İzmir’de bir Benim Adım İzmir A.Ş markasıdır.
#İzmirde

Prof. Dr. Ercan’dan İzmir İçin Deprem Uyarısı!

28.11.2025
#izmirde

Jeofizik Yüksek Mühendisi Prof. Dr. Övgün Ahmet Ercan, İzmir’de gevşek ve sulak zeminli bölgelerde yapılaşmanın büyük risk taşıdığını vurgulayarak güvenli gördüğü bölgeleri tek tek sıraladı; ovalardan evalınmaması gerektiğini yineledi.

İzmir’in deprem gerçeği bir kez daha bilim dünyasının gündeminde. Jeofizik Yüksek Mühendisi Prof. Dr. Övgün Ahmet Ercan, kentte olası bir büyük depremin etkilerine karşı en güvenli yaşam alanlarını yeniden değerlendirdi. Uzun yıllardır İzmir üzerindeki sismik araştırmalarıyla bilinen Prof. Dr. Ercan, özellikle gevşek zeminli ve suya doygun alanlarda yapılaşmanın “adeta intihar” olduğunu söyleyerek vatandaşlara güçlü bir uyarıda bulundu. Ona göre sağlam kaya zeminli, dağlık ve yüksek bölgeler deprem açısından çok daha güvenli bir tablo sunuyor.
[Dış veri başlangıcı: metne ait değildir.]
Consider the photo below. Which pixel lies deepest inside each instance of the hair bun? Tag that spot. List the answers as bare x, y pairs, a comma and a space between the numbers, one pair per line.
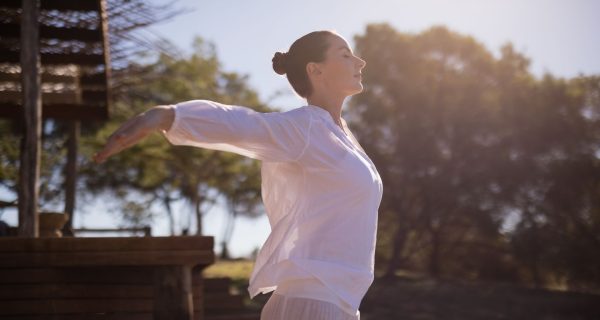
279, 62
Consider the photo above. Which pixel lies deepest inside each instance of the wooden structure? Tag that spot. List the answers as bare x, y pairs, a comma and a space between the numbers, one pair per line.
54, 62
73, 51
103, 278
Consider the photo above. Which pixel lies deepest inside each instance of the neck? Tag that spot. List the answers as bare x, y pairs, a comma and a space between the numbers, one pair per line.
333, 105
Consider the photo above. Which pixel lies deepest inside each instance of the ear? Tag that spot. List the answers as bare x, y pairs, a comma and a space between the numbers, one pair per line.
313, 68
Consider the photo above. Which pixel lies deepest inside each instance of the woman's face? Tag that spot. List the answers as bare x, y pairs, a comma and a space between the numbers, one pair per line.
341, 70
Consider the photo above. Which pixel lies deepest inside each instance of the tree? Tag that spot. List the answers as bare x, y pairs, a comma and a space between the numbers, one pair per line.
161, 174
463, 141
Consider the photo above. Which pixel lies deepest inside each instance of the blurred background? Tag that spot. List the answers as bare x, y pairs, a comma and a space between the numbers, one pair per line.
483, 118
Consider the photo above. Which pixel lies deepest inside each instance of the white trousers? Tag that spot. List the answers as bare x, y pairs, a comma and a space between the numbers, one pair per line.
280, 307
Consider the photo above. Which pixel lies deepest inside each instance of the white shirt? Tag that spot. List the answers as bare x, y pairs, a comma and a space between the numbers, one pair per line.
321, 193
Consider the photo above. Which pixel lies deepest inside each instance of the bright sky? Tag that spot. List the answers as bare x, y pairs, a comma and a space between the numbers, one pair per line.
560, 37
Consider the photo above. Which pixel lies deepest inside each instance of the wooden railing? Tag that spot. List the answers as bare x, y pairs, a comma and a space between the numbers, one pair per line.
103, 278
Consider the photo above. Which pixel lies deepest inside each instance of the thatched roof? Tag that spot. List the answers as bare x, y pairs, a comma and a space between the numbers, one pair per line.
74, 54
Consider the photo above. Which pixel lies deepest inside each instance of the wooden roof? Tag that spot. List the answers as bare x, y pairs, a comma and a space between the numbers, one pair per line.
74, 55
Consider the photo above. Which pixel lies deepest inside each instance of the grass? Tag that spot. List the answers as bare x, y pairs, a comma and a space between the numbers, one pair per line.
414, 297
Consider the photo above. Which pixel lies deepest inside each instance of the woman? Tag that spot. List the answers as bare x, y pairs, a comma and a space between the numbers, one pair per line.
321, 191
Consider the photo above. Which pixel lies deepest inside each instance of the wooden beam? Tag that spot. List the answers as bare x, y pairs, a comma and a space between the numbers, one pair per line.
13, 30
94, 79
173, 297
60, 5
83, 112
82, 59
105, 50
29, 168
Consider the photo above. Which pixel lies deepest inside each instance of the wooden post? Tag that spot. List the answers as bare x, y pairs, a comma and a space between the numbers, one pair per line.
71, 175
29, 169
173, 293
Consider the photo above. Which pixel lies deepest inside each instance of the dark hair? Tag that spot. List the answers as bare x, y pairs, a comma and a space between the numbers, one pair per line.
309, 48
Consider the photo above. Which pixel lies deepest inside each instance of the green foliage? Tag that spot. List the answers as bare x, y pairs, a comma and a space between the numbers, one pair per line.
463, 140
154, 172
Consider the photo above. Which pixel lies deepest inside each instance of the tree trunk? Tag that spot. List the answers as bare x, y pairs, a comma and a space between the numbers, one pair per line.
29, 168
397, 249
198, 202
434, 259
71, 176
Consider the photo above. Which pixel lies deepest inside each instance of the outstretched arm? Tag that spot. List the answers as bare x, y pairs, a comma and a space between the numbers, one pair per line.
135, 129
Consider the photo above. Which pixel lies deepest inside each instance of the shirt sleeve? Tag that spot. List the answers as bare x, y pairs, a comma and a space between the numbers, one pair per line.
273, 136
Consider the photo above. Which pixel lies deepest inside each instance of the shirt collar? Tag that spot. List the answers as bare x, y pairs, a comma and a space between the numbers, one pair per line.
321, 112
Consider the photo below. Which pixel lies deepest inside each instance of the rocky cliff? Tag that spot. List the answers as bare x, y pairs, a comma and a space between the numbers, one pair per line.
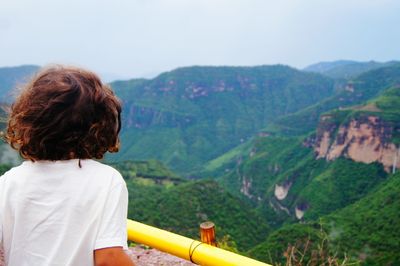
365, 139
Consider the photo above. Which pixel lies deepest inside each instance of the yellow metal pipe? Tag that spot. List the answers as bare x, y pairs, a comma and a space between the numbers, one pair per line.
186, 248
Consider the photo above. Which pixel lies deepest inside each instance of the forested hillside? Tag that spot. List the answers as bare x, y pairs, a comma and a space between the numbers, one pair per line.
282, 161
10, 77
345, 69
190, 115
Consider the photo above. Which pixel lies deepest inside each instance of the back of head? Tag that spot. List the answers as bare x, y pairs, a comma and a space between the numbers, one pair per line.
64, 113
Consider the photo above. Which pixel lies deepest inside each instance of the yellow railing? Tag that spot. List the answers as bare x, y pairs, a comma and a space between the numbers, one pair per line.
186, 248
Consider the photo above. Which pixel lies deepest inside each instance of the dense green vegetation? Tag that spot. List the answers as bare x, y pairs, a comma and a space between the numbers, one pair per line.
366, 231
195, 114
246, 137
186, 204
344, 69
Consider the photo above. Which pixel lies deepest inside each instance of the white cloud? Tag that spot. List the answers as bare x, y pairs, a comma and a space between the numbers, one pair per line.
134, 38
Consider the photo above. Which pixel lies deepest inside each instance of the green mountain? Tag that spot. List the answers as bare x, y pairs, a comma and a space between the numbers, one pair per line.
185, 204
190, 115
356, 91
332, 174
345, 69
366, 231
10, 77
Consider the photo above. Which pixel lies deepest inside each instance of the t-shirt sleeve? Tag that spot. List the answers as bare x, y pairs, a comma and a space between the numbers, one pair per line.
112, 231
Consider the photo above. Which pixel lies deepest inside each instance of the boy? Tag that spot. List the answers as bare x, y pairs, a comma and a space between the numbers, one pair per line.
61, 207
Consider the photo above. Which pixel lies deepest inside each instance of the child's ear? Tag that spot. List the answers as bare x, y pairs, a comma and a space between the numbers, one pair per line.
116, 146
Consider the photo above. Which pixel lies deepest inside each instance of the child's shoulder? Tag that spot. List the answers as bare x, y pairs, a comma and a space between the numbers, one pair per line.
103, 169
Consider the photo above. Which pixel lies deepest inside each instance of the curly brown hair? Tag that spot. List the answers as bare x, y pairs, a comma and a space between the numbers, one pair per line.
64, 113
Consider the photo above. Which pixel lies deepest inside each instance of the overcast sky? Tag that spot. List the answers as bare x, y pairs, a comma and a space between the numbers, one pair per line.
135, 38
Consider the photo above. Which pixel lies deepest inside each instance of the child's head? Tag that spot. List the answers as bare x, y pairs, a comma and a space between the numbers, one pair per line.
64, 113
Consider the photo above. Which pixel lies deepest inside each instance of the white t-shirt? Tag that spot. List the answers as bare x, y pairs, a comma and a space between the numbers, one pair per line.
56, 213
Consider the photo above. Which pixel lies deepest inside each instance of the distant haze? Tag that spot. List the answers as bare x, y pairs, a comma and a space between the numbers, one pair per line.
141, 38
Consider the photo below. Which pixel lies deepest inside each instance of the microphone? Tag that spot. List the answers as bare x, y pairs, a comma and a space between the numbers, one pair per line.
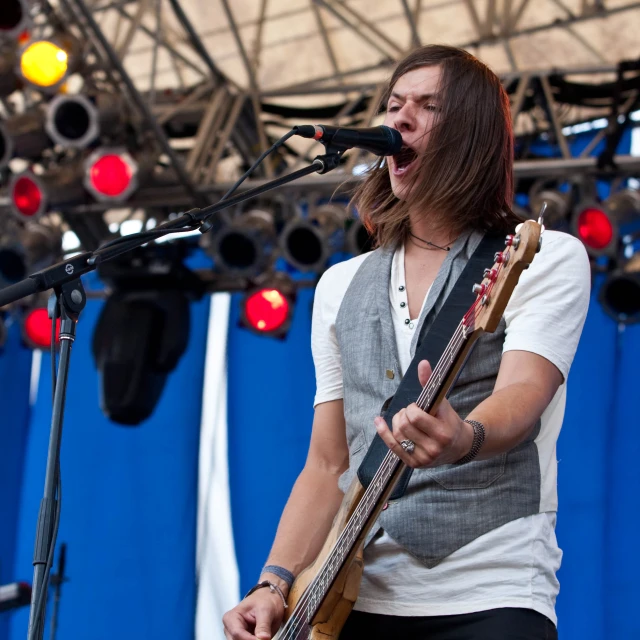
381, 141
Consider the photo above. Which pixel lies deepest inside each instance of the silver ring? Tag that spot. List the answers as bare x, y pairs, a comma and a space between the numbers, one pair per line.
408, 445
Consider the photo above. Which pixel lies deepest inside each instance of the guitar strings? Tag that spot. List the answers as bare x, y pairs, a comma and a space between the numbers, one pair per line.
291, 627
388, 466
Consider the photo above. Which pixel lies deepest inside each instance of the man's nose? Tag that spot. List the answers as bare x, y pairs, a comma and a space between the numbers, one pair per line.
404, 119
Prof. Dr. Ercan’ın güvenli gördüğü bölgeler arasında ilk sırayı Yamanlar Dağı alıyor. Uzman isim, bölgenin doğal yapısı gereği sarsıntıları en az büyüten sağlam bir zemin taşıdığını ifade ediyor. Bayraklı’nın Doğançay bölgesi de güvenli alanlar arasında sayılırken, Bornova’nın dağlık kesimleri—özellikle Atatürk Mahallesi ve Evka 4 gibi yüksek yamaçlar—dayanıklılık açısından güçlü konumda bulunuyor. Yeşilyurt, Buca’nın Şirinyer bölgesi, Gaziemir ile Balçova’nın dağlık bölümleri de güvenilir olarak değerlendiriliyor. Menemen’in sırtlarındaki dağlar ile Seferihisar, Urla ve Çeşme de Prof. Dr. Ercan’ın “güvenli” listesinde yer alan diğer ilçeler arasında.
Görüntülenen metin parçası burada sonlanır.